Chris Conger opens up the Smoke Shack.
There is something about a good pulled pork sandwich that makes the world stop spinning on its axis. It makes the din of the traffic around you fade into a meditative hum. It makes grown men reach for their hankies, to dab both their eyes and maybe the corners of their mouth.
OK, perhaps those claims are extravagant, but they somehow encompass the feelings conjured by the pulled pork that the Smoke Shack serves up on weekdays just inside Loop 410 at the corner of Nacogdoches Road. This mobile eatery, covered in wood so it looks like the barbecue pit its name refers to, can also be found at the Pearl Brewery on Saturdays during the farmers market there.

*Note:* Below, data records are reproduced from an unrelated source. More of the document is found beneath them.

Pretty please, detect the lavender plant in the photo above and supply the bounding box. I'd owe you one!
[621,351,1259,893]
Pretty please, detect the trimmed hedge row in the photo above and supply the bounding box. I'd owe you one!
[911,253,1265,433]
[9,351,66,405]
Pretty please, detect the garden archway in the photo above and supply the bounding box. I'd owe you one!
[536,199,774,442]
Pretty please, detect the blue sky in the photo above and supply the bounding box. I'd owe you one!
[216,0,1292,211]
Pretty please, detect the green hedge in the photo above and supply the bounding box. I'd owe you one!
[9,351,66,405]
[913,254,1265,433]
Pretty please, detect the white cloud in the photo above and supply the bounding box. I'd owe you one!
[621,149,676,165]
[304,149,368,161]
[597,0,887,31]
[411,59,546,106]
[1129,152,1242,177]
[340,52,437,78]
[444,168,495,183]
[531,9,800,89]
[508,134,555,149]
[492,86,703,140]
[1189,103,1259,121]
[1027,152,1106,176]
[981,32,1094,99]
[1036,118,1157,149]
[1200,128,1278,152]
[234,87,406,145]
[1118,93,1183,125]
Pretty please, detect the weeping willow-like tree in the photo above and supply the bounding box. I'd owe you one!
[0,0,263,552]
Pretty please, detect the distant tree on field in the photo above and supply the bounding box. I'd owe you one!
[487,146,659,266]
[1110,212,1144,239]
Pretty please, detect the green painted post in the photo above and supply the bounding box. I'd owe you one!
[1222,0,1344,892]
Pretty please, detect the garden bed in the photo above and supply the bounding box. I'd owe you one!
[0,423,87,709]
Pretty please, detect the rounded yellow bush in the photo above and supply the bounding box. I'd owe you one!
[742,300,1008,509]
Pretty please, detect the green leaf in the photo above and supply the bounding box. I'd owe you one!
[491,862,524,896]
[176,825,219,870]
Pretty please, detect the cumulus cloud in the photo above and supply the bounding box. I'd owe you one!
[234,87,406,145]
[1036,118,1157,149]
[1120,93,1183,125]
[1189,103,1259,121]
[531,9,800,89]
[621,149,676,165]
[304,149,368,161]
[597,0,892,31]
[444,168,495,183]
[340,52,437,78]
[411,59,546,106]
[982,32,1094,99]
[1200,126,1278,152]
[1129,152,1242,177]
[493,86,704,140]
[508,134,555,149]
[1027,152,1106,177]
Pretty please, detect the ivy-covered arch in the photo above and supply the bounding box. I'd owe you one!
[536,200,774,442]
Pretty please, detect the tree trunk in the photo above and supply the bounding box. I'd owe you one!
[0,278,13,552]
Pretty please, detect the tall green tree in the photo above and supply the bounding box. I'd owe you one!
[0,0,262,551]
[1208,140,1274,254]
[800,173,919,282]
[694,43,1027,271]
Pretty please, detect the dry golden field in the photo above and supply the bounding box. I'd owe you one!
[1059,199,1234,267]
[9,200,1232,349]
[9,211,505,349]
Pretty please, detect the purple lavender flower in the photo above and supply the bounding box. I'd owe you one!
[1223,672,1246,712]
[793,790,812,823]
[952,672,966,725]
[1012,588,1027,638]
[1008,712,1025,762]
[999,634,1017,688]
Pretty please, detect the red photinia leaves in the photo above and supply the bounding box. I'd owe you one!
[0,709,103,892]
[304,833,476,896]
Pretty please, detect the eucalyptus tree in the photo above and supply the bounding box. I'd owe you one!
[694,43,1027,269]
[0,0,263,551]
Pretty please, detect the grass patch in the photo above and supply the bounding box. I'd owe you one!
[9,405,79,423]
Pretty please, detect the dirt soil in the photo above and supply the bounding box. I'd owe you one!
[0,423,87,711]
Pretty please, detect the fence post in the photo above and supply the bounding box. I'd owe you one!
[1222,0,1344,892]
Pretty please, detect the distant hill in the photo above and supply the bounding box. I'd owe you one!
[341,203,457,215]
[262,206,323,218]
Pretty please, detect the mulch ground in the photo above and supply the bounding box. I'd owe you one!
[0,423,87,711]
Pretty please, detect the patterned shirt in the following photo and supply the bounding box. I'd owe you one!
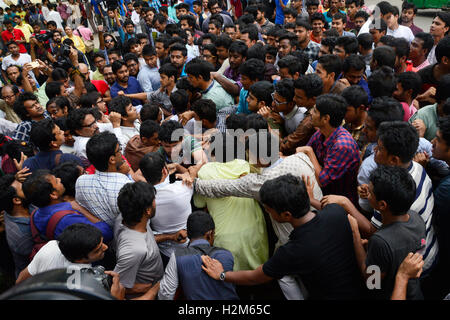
[308,126,359,204]
[75,170,133,228]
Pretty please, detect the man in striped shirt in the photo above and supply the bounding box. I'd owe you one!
[322,121,439,278]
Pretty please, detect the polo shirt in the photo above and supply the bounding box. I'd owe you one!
[110,76,144,106]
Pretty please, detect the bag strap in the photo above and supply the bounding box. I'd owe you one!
[45,210,76,239]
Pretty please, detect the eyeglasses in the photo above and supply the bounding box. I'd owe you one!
[270,92,288,106]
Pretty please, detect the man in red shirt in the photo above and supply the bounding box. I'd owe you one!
[2,20,27,53]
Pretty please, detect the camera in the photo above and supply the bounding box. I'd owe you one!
[81,266,112,292]
[35,32,52,42]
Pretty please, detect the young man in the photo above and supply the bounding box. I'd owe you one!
[297,94,359,203]
[342,85,369,151]
[323,121,439,275]
[296,20,320,63]
[22,170,113,250]
[383,6,414,43]
[11,92,50,142]
[108,96,141,145]
[139,152,193,267]
[427,12,450,65]
[158,211,238,300]
[124,120,160,171]
[202,174,362,299]
[137,45,161,92]
[349,166,425,300]
[23,119,82,172]
[401,1,423,36]
[111,60,143,106]
[331,12,355,37]
[280,73,323,155]
[409,32,434,71]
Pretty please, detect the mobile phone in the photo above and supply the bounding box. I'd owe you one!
[30,61,39,69]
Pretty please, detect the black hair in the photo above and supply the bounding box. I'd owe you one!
[434,36,450,63]
[397,71,422,99]
[228,41,248,58]
[58,223,102,263]
[367,96,404,128]
[248,81,273,106]
[342,54,366,73]
[30,118,56,151]
[0,174,18,213]
[356,33,373,50]
[185,58,214,81]
[169,89,189,114]
[274,79,294,102]
[159,120,183,143]
[316,93,347,128]
[239,59,265,81]
[367,66,397,98]
[117,181,156,227]
[22,170,55,208]
[259,173,310,219]
[372,46,395,68]
[341,85,369,108]
[139,152,166,184]
[294,73,323,98]
[139,103,161,122]
[13,92,39,121]
[317,54,342,80]
[377,121,419,163]
[86,132,119,172]
[186,210,216,240]
[191,99,217,123]
[335,36,358,54]
[369,165,416,216]
[139,120,160,138]
[45,81,64,99]
[52,161,81,197]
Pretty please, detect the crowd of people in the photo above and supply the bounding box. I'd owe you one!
[0,0,450,300]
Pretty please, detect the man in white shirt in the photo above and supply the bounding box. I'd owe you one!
[383,6,414,43]
[139,152,194,266]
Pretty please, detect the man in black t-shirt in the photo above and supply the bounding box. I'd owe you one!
[349,166,426,300]
[202,174,363,300]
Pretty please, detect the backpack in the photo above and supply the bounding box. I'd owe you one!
[30,209,75,261]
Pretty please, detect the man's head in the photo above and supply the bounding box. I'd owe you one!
[367,66,397,98]
[311,94,347,129]
[22,170,65,208]
[331,12,347,36]
[58,223,108,263]
[368,165,416,216]
[342,54,366,85]
[430,116,450,162]
[111,60,130,84]
[186,210,216,245]
[333,37,358,60]
[341,85,369,124]
[316,54,342,87]
[259,174,310,222]
[169,43,187,70]
[86,132,124,172]
[30,119,64,151]
[375,121,419,166]
[117,181,156,228]
[13,92,45,121]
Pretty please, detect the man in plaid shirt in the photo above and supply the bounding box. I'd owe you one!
[297,94,359,205]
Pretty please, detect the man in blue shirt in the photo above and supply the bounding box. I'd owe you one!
[111,60,143,106]
[24,118,82,172]
[158,211,239,300]
[22,170,113,248]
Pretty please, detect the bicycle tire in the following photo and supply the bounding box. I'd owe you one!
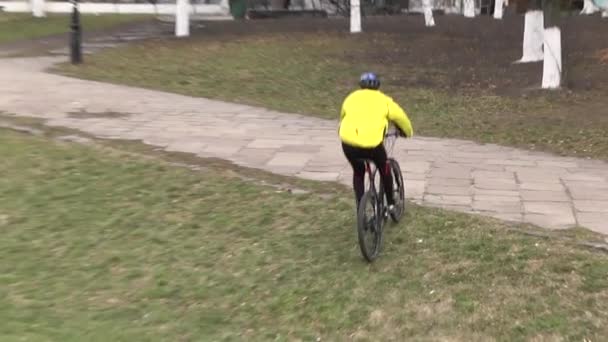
[357,191,383,262]
[388,158,405,223]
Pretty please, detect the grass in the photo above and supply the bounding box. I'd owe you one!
[0,13,150,44]
[55,23,608,159]
[0,130,608,341]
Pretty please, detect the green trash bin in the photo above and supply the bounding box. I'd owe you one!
[229,0,247,19]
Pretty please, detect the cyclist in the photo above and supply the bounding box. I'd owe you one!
[339,72,414,212]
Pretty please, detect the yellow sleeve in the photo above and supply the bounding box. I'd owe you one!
[387,96,414,138]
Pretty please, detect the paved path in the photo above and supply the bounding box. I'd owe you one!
[0,58,608,234]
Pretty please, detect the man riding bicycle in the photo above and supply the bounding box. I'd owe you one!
[340,73,414,212]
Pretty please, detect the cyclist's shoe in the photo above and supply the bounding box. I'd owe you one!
[388,204,397,215]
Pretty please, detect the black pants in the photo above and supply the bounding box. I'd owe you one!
[342,143,395,207]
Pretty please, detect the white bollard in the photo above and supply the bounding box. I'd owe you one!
[543,27,562,89]
[31,0,46,18]
[494,0,504,19]
[175,0,190,37]
[422,0,435,27]
[581,0,600,14]
[350,0,361,33]
[350,0,361,33]
[518,11,545,63]
[464,0,475,18]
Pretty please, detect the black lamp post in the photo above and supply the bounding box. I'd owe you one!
[70,0,82,64]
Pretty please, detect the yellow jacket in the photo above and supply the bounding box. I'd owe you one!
[340,89,414,148]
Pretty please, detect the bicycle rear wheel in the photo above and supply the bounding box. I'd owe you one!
[357,191,382,262]
[388,158,405,223]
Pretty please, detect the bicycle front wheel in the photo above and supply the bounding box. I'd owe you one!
[357,191,382,262]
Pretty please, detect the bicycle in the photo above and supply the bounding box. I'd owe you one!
[357,127,405,262]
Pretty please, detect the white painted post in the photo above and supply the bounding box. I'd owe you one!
[31,0,46,18]
[422,0,435,27]
[464,0,475,18]
[543,27,562,89]
[494,0,504,19]
[350,0,361,33]
[518,10,545,63]
[581,0,600,14]
[175,0,190,37]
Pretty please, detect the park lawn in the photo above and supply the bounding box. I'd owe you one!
[55,17,608,160]
[0,12,151,44]
[0,130,608,341]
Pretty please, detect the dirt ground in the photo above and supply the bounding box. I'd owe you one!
[193,14,608,95]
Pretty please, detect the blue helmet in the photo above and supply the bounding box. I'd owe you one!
[359,72,380,90]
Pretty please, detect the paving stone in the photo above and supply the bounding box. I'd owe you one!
[165,140,207,153]
[473,187,520,198]
[486,159,536,166]
[296,171,340,182]
[519,183,565,191]
[473,195,521,203]
[426,184,472,196]
[424,194,471,205]
[473,179,519,190]
[431,167,471,179]
[576,213,608,235]
[574,200,608,213]
[399,162,431,173]
[233,148,276,167]
[267,152,312,168]
[428,178,472,187]
[523,202,572,216]
[405,180,426,198]
[472,170,515,179]
[561,173,607,182]
[524,213,576,229]
[279,145,321,153]
[521,190,571,202]
[473,201,522,214]
[569,187,608,201]
[473,211,524,223]
[403,172,428,182]
[516,171,560,183]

The succulent strands of pork are bathed in a mustard sauce that is tangy and just right. You can have the pork two ways, on a barbecue plate or on a slider, which you can order topped with coleslaw. Either way is just fine with a friend and me, who have stopped by the Smoke Shack twice for a quick bite and had almost transcendent experiences.

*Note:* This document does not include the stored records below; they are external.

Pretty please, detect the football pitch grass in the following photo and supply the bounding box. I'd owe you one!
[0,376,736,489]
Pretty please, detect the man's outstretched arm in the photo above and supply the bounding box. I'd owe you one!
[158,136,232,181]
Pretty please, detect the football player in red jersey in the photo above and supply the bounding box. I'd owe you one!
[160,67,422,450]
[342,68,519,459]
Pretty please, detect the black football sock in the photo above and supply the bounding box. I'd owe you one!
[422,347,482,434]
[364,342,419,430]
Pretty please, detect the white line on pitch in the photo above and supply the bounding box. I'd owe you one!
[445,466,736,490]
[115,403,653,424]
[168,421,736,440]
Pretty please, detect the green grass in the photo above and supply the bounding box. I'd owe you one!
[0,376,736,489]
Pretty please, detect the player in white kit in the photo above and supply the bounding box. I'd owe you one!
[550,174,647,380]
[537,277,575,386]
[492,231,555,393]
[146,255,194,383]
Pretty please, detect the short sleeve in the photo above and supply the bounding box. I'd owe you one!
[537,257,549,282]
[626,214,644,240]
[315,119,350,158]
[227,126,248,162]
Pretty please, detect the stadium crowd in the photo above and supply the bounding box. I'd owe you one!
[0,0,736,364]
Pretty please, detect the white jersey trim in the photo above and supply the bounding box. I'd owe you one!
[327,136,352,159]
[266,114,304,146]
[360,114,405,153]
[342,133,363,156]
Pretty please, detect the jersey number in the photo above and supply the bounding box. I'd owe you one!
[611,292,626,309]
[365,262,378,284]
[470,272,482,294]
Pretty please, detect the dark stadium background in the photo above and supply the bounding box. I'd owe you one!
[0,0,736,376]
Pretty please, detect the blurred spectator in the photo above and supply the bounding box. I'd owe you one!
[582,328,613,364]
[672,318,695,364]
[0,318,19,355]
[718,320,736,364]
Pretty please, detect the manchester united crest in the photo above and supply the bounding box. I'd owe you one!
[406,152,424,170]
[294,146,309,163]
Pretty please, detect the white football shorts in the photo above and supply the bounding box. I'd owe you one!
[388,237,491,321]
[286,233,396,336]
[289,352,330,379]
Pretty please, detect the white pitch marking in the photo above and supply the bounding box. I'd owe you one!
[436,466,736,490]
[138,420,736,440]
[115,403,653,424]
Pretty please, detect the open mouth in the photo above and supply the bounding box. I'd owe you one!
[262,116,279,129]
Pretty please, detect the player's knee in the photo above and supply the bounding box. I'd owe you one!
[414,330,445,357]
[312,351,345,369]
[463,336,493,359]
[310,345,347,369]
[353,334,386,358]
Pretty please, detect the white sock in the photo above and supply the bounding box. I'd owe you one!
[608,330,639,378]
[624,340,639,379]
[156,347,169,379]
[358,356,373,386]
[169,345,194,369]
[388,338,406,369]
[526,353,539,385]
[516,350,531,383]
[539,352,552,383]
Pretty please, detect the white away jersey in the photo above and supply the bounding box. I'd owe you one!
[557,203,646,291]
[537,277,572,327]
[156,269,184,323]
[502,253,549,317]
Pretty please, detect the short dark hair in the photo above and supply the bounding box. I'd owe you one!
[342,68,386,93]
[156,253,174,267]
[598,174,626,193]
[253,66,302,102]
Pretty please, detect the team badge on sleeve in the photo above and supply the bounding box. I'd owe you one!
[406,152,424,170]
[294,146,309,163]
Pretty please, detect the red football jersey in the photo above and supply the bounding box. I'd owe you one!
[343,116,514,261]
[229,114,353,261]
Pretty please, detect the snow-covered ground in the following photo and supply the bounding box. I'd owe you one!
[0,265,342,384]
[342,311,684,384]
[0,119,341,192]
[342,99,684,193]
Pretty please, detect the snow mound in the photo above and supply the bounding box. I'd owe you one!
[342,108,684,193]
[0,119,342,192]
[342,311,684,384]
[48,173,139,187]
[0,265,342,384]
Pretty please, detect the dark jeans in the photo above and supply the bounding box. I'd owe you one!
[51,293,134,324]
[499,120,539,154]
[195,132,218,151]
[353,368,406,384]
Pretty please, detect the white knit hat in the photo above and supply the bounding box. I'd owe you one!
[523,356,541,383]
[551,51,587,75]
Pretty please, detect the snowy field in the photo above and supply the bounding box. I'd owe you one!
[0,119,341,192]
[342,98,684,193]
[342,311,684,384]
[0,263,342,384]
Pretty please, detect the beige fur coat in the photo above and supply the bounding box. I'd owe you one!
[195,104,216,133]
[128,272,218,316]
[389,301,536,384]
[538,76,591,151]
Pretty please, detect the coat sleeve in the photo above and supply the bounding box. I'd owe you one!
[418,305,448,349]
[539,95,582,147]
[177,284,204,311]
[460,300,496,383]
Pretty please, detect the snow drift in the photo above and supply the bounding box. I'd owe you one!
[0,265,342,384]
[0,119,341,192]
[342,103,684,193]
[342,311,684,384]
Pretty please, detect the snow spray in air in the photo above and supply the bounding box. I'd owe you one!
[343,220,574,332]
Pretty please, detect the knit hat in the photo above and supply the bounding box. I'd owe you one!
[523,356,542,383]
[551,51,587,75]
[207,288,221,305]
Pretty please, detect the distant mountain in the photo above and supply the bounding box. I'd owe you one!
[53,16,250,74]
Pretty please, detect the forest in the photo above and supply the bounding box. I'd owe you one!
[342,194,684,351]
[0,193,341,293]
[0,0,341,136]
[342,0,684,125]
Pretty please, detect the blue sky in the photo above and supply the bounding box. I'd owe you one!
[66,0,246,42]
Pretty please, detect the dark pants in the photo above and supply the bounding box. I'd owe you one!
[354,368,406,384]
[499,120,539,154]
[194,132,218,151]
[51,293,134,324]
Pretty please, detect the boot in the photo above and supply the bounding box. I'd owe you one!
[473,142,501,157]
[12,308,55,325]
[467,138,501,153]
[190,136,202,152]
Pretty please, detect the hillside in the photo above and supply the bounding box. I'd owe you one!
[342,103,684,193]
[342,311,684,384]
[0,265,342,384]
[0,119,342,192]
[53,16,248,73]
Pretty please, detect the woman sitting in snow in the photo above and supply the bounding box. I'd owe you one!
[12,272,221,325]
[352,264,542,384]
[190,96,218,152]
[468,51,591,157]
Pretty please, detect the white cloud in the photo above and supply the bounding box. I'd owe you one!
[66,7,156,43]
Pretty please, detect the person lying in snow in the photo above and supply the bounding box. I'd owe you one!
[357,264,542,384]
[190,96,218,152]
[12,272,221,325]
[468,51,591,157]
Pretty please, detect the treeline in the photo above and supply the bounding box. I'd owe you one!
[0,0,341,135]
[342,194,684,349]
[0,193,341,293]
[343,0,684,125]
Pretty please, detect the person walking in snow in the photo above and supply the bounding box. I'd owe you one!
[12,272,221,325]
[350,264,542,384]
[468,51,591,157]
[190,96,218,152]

A pair of pulled pork sliders.
We are both adamant about the slaw on the side of the pulled pork plate or piled high on the slider. The creamy shreds of cabbage does something cool to complement the hot pork, leaving you with a smile on your sauce-smeared face.
The menu is not extensive. Kiolbassa sausage, chicken and brisket are also offered. Sides include potato salad, pinto beans and a spicy corn that would be even better if cooked with a touch more salt as well as the coleslaw. That's it; but what more do you need when you have that pork?
The Smoke Shack is a guy place, to be sure. The last time we was there, a crowd of more than a dozen men — and not a single woman — was hanging around the truck, filling up on 'cue. So, women, if you're wondering where the boys are, this is the place.